All spending is already potentially having an impact on gender equality – but without gender budgeting - policy makers don’t know what that impact is. They might not even realize that there is an impact. Helping policy makers understand the unintended impact that a decision (including savings decisions!) can have on gender equality – before a decision is taken, can have a big impact on gender equality.


For example, in providing support to businesses impacted by COVID, some governments relied on records of registered business owners. This makes a lot of sense - until you apply a gender lens and uncover that registered business owners are predominately male – and although there are more women business owners, they are mainly in the informal sector, and therefore were not eligible for support through the pandemic.

Examination of the ‘unintended’ impact of policy on gender outcomes – is one of the most powerful actions you can take when it comes to implementing Gender Budgeting. To get the ‘biggest bang from your buck’ with gender budgeting start looking at the unintended impact of major policy initiatives - Ask who is impacted by this policy? Did we intend that?
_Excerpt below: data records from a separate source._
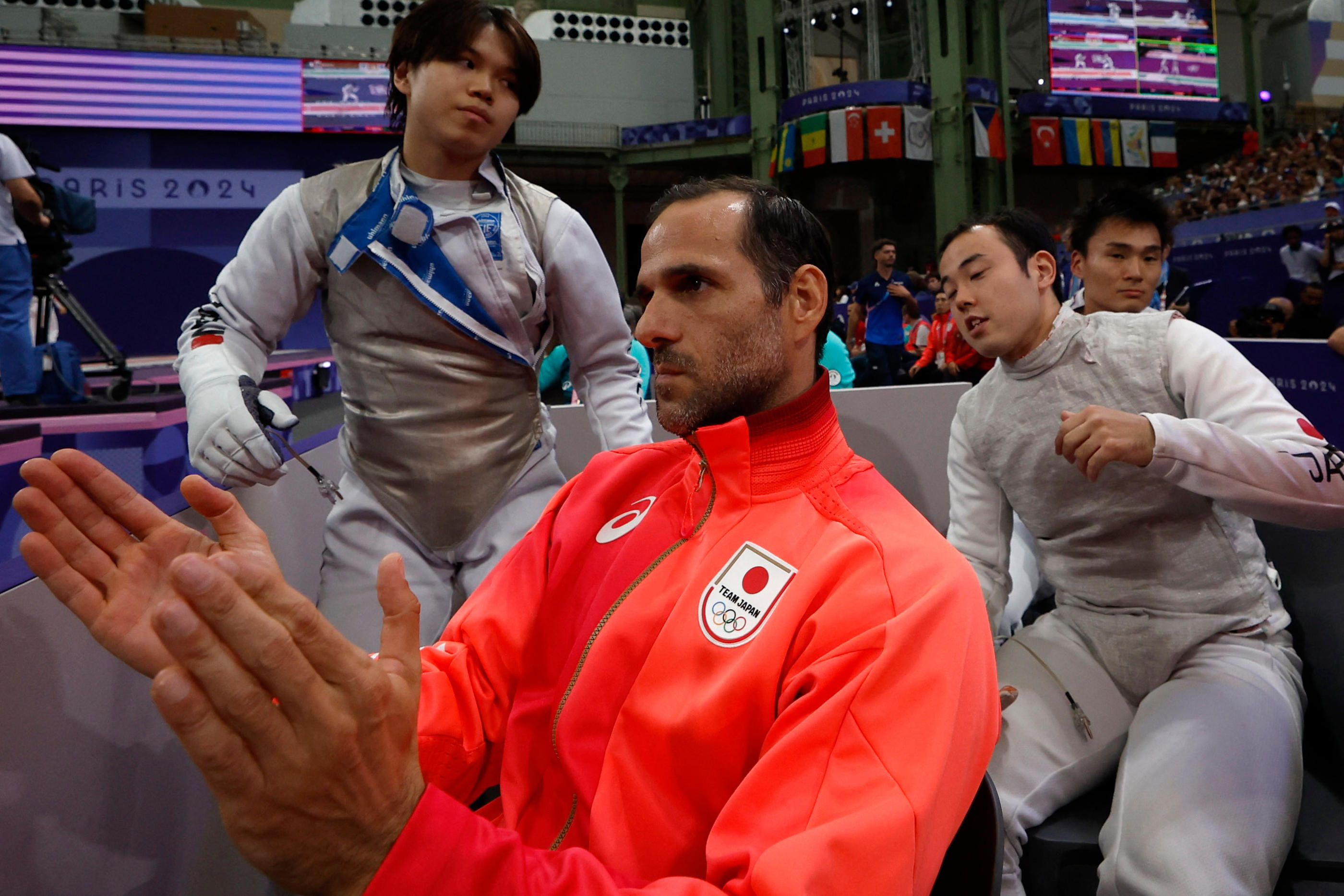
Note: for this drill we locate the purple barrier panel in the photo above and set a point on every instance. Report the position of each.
(1308, 372)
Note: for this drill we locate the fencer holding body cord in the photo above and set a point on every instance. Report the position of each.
(225, 440)
(266, 417)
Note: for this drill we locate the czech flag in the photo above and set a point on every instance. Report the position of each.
(990, 132)
(1046, 143)
(1077, 142)
(1162, 143)
(846, 135)
(814, 130)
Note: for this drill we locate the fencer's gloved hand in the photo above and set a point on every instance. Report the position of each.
(225, 437)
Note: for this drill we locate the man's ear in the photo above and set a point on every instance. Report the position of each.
(1047, 269)
(1077, 264)
(805, 300)
(402, 78)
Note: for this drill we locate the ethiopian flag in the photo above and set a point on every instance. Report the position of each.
(814, 130)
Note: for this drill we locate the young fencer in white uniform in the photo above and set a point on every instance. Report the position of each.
(1136, 449)
(445, 280)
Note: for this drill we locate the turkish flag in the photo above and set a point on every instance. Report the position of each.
(1046, 144)
(885, 132)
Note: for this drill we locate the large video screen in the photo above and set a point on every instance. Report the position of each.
(1158, 48)
(113, 89)
(345, 96)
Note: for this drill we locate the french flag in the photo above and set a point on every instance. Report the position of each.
(1162, 143)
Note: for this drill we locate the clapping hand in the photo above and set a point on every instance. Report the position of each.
(104, 550)
(307, 742)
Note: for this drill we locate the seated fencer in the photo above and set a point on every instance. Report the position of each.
(738, 661)
(1136, 449)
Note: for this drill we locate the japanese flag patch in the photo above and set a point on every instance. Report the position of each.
(738, 601)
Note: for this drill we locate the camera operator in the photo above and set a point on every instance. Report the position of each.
(19, 367)
(1332, 268)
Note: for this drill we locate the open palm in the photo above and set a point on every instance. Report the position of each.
(104, 550)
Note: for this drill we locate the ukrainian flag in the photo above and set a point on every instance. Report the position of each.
(790, 147)
(1077, 142)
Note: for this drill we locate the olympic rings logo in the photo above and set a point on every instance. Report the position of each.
(728, 618)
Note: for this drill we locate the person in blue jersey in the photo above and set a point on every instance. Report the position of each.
(878, 300)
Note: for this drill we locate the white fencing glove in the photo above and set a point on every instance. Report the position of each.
(225, 440)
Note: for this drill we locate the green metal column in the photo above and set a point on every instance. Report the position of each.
(720, 48)
(950, 139)
(1248, 11)
(620, 178)
(983, 50)
(763, 45)
(1005, 105)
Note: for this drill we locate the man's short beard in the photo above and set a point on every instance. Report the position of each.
(746, 369)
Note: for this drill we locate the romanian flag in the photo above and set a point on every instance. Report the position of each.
(1077, 142)
(814, 131)
(1106, 150)
(790, 147)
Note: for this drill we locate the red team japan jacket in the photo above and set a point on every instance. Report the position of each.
(945, 339)
(740, 664)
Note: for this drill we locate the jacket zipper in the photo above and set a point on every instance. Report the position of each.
(578, 668)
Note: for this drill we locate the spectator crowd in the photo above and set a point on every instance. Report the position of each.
(1304, 167)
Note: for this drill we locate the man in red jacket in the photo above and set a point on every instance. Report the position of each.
(733, 663)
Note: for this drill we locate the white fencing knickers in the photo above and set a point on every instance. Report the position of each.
(1210, 764)
(360, 532)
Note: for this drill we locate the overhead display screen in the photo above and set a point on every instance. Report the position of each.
(345, 96)
(1158, 48)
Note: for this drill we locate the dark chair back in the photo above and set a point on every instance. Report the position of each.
(975, 859)
(1312, 567)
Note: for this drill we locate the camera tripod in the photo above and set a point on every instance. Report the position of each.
(51, 292)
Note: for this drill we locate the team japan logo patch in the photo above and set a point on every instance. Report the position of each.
(740, 599)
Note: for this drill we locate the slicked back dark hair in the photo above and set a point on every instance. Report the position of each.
(779, 236)
(1022, 231)
(1124, 203)
(441, 30)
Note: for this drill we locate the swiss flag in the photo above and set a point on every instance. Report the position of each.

As the budget process is deadline driven, don’t over complicate the analysis or aim for perfection before making a start in analyzing the gender impact of policy. Take a targeted approach – depth of analysis should reflect the size of the policy. Yes, analyzing the potential impact of policies on gender requires data but as the example above shows, not necessarily extremely complex data. And yes, data gaps will exist, but if there is never demand or appetite for better data on these types of issues, how does data improve?


As for the Ministry of Finance – for too long gender budgeting has been an isolated effort by ministries of women affairs and the occasional donor-supported line ministry. But for real impact – countries need Ministry of Finance engagement. Why? The Finance Ministry is critical to putting the ‘budget’ into gender budgeting. What gets funded, gets done. Goals and plans only become policy when they are allocated resources – and so it is the Ministry of Finance who holds the key to making sure that policy decisions are taken with regard to priorities and impact.


With a robust budget decision making process in place, adding a gender perspective need not be laborious. Finance ministries should already be looking at WHO is impacted by a policy - this is just to add the gender dimension. Analysis is prepared by line ministries in consultation with Ministry of Women – so finance ministries just need to ask the challenging questions something they are highly experienced at already – “Does this policy align with the goals it is seeking to achieve, does this policy make sense, who is this policy impacting, will it work”?



1 IMF survey on GB Practices

2 Ostry, Jonathan D., Jorge Alvarez, Raphael Espinoza, and Chris Papageorgiou. 2018. “Economic Gains from Gender Inclusion: New Mechanisms, New Evidence.” IMF Staff Discussion Note 18/06, International Monetary Fund, Washington, DC.